The sequel to the 2008 hit ‘Taken’ returns Liam Neeson to the screens as well as the streets to save his family once again. With the twist this time being that Liam (Bryan Mills) gets taken himself. With himself and his wife on the line this time, Olivier Megaton is in the director’s chair instead of Pierre Morel, and a definite change of style can be seen.
Bryan spends the majority of the first film searching for his daughter, with the appropriate climax at the end. It built tension and fascination as the ex-soldier father employs his skills to find his daughter. Through gruesome and violent acts, it shows what a father would do to find someone they love. Taken 2 however has been restrained to a 12 rating instead of the previous 18. Because of this, the film is heavily limited to a broader audience.

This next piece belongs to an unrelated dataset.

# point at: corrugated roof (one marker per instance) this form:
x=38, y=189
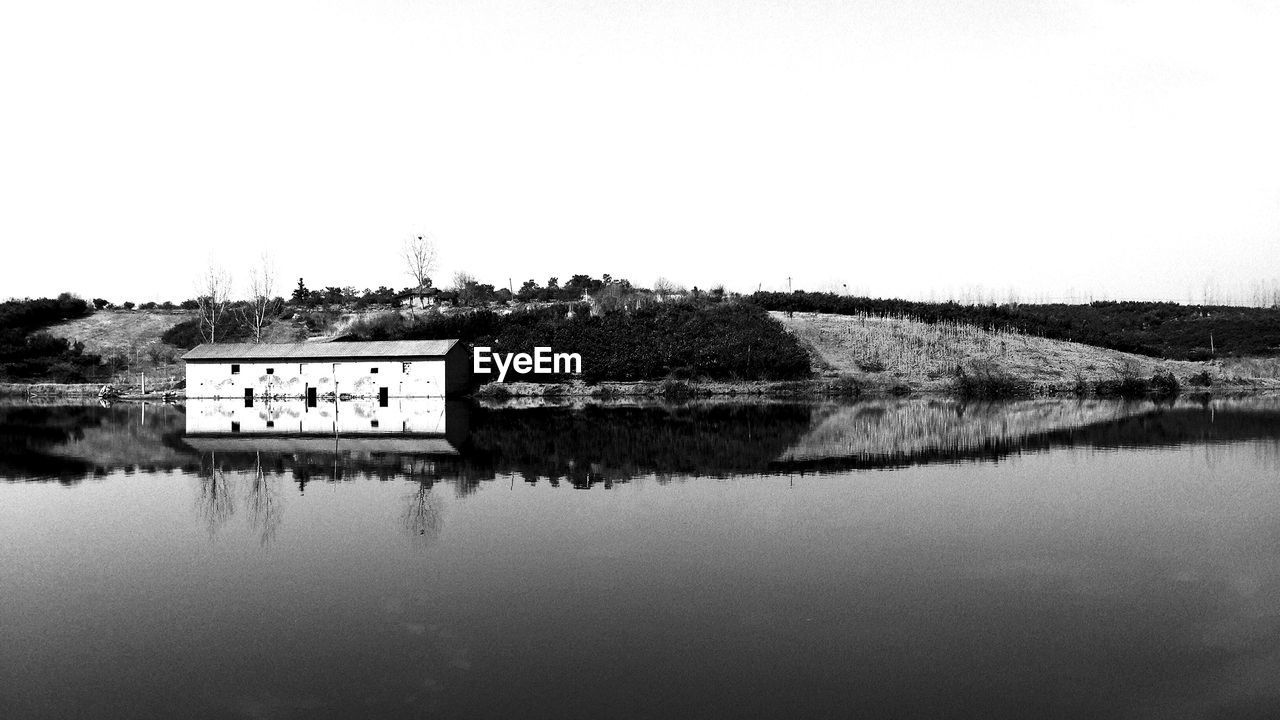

Peter Bradshaw from The Guardian has the same opinion about the first movie in his review: “Liam was not shy about using Jack Bauerish torture techniques, wiring up evil-doers to the mains and zapping them with righteous volts. None of that now. That was an 18; this is a 12A, a bit tamer, just as ridiculous, but the premise is looking pretty tired.”
I’d forgive you if you took Liam Neeson’s type casting into consideration, as well as the first Taken movie. From these, you would expect the sequel to be a thriller, but it’s far from that. The plot is linear from the moment he and his wife get captured. As he guides his daughter over the phone from the cell he resides in, she brings him the tools of his freedom. From then on, everything just gets better. There are no twists and no moments of hopelessness. He saves his daughter, saves his wife, the end. I wouldn’t say it’s even tense. Don’t be fooled, this is purely an action movie.
However being a good action movie, it’s not what’s expected of the Taken series, and as I now know there’s a third one in the works, who else is there to be kidnapped? I won’t be loooking forward to see Liam take to the streets once again to save the family dog.